![]() |
Tytuł Księżniczka Burundi Tytuł oryg. Prinsessan av Burundi
Cykl Ann Lindell
Tom 4
Autorzy Kjell Eriksson
Wydawnictwo Amber
Data wydania 2012-07-05Stron 368 |
A miało być tak pięknie… Nie, wcale nie pięknie, miał być
mrok, zbrodnia i napięcie, z których słyną skandynawskie kryminały. Krzyczący
czerwienią napis, że „Księżniczka Burundi” to „najlepsza powieść roku według
Szwedzkiej Akademii Literatury Kryminalnej” sugeruje, że właśnie to powinnam
otrzymać – wyrazistych bohaterów, zgrabną intrygę, generalnie cud, miód i
orzeszki. A wyszedł niestety przerost formy nad treścią.
Zaczyna się naprawdę nieźle. Pewnej grudniowej nocy Berit
Jonsson bezowocnie wypatruje męża, który powinien zjawić się w domu kilka
godzin wcześniej. Następnego dnia jego zmasakrowane zwłoki zostają znalezione
na hałdzie śniegu za miastem. Choć w przeszłości John Jonsson miał na sumieniu
drobne kradzieże, od wielu lat był przykładnym mężem i ojcem. Policja bada
kolejne tropy, jednak śledztwo nie posuwa się ani trochę do przodu.
Jednocześnie własne dochodzenie postanawia przeprowadzić starszy brat
zamordowanego.
Przede wszystkim jestem zniesmaczona tym, jak bardzo
wprowadza w błąd opis wydawcy. Nijak ma się on do fabuły powieści, zawiera
błędy merytoryczne. Gdybym go nie poznała, nie wpadłabym też na to, że główną
bohaterką powieści jest Ann Lindell, policjantka przebywająca na urlopie
macierzyńskim, która włącza się do śledztwa w drugiej połowie książki. Owszem,
pojawia się to tu, to tam, nie wnosząc jednak niczego aż tak istotnego do
śledztwa. Co więcej, dochodzenie prowadzi na własną rękę, bez oficjalnej zgody
przełożonych, bo męczy ją siedzenie w domu z dzieckiem. Warto wspomnieć, że
samotnie wychowuje synka, a jej życie prywatne i uczuciowe to jeden wielki
chaos. Innymi słowy, autor odbębnił dwa kluczowe elementy, niezbędne do napisania
„poprawnego skandynawskiego kryminału” – problem społeczny plus zwichrowany emocjonalnie
główny bohater.
Problem polega jednak na tym, że ani Lindell, ani żadna
inna postać, nie jest na tyle wyrazista, by przykuć uwagę na dłużej, czy choćby
wywołać jakieś emocje w czytelniku. Ot, mamy galerię różnych bohaterów, dosyć
liczną trzeba przyznać, ale wszyscy są mdli, bez wyrazu, połowy równie dobrze
mogłoby wcale nie być i nikt by pewnie tego nie dostrzegł.

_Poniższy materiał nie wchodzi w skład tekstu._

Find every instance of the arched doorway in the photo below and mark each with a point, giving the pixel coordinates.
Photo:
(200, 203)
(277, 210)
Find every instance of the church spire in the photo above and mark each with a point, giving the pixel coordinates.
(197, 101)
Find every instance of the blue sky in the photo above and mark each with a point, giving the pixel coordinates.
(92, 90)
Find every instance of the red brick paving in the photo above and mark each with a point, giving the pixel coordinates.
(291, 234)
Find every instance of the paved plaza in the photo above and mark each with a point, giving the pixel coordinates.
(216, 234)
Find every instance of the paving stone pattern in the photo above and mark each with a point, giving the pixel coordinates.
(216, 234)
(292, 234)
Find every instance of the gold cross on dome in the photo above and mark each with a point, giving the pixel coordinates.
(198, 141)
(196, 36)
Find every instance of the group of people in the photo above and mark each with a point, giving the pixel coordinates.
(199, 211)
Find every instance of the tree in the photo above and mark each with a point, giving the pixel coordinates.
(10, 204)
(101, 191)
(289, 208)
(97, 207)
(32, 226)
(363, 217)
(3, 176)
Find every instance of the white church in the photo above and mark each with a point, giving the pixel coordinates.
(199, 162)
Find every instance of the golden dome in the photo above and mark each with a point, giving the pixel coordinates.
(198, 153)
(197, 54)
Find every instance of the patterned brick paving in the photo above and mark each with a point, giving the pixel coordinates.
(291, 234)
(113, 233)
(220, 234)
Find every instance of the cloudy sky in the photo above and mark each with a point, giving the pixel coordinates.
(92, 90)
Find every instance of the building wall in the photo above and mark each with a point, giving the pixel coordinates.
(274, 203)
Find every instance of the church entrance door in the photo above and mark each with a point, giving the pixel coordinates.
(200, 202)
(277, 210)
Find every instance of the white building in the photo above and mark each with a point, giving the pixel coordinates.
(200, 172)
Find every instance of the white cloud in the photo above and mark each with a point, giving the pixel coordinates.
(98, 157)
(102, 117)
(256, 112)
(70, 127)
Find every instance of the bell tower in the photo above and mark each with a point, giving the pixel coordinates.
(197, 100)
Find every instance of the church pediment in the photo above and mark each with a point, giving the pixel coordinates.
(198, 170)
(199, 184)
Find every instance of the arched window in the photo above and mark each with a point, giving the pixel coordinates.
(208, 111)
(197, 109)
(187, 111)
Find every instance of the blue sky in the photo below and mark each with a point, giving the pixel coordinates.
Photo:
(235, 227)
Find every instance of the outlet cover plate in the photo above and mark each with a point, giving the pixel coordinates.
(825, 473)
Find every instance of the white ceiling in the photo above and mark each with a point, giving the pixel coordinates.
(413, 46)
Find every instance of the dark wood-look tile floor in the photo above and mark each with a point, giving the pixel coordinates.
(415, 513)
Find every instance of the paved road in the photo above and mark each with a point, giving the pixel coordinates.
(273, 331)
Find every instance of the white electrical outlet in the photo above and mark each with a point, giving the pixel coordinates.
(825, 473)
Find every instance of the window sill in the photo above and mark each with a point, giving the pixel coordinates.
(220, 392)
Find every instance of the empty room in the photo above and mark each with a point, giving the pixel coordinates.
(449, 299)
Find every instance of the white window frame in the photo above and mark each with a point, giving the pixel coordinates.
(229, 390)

Sama fabuła jest skonstruowana jak najbardziej poprawnie,
zgodnie z prawidłami gatunku – jest trup, są podejrzani, psychopata z listą osób do unicestwienia, tajemnice z przeszłości
i skrywane długo sekrety. Brakuje jednak oryginalności, tego „czegoś”, co
sprawia, że powieść wyróżnia się na tle innych. Nie można łudzić się, że
odhaczenie kolejnych punktów na liście tego, z czego składa się typowy
kryminał, zaowocuje porywającą powieścią. Wiele wątków nie zostało w ogóle
skończonych, choć dałoby się i to przeżyć, gdyby nie zakończenie, które jest największą
zbrodnią autora i strzałem w kolano.
Zdradzać nie będę, bo może jednak ktoś z Was się na „Księżniczkę…” skusi, więc
nie chcę psuć tej wątpliwej nieco niespodzianki.
Erikssonowi udało się jedno – udowodnił, że nie wystarczy
wrzucić do jednego worka trupa, rozchwianego komisarza, problemów społecznych,
mrocznej zimowej otoczki, okraszonej melancholijną narracją, by stworzyć kryminał
na miarę Mankella czy Larssona. A może to po prostu ja wymagam za dużo?